I did read your comment on nitrosamines. You mentioned that nitrates can be converted to nitrites, which can further turn into nitrosamines. The final product is known to cause cancer.
However, I didn't really understand how to protect that. If I eat beets, spinich, and other high nitrate foods, am I more likely to get cancer?
Here is the situation and Dr. Bryan discusses some of this at length and so I recommend his books
1. Nitrosamines in isolation can definitely be cancerous. They are in cigarrette smoke for example.
2. You need amines to couple with the nitrates to get nitrosamines. So you could avoid amines to play it safe. I am kinding of doing that.
However, there are some very good reasons NOT to worry about this:
1. There is NO evidence that eating high nitrate foods is correlated to cancer. Seriously, can you imagine carrots or spinach being correlated to cancer? I can't.
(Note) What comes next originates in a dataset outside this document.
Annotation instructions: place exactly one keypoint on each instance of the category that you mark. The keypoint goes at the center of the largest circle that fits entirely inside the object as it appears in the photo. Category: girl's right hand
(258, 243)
But, if you can, then avoid higher amine foods 2 hours before and after your high nitrate meals.
One of the reasons for this is that flavonoids in foods will actually turn the nitrosamine formation off and make it cancer protective according to some research. Example:http://www.ncbi.nlm.nih.gov/pubmed/16413414
"The reaction of flavanols with nitrous acid protects against N-nitrosamine formation and leads to the formation of nitroso derivatives which inhibit cancer cell growth."
There is a lot of evidence that nitrates in processed meats and possibly red meats can cause GI cancer. Now it may be some other compound that causes this or it could a different factor such as the fact there are no flavonoids.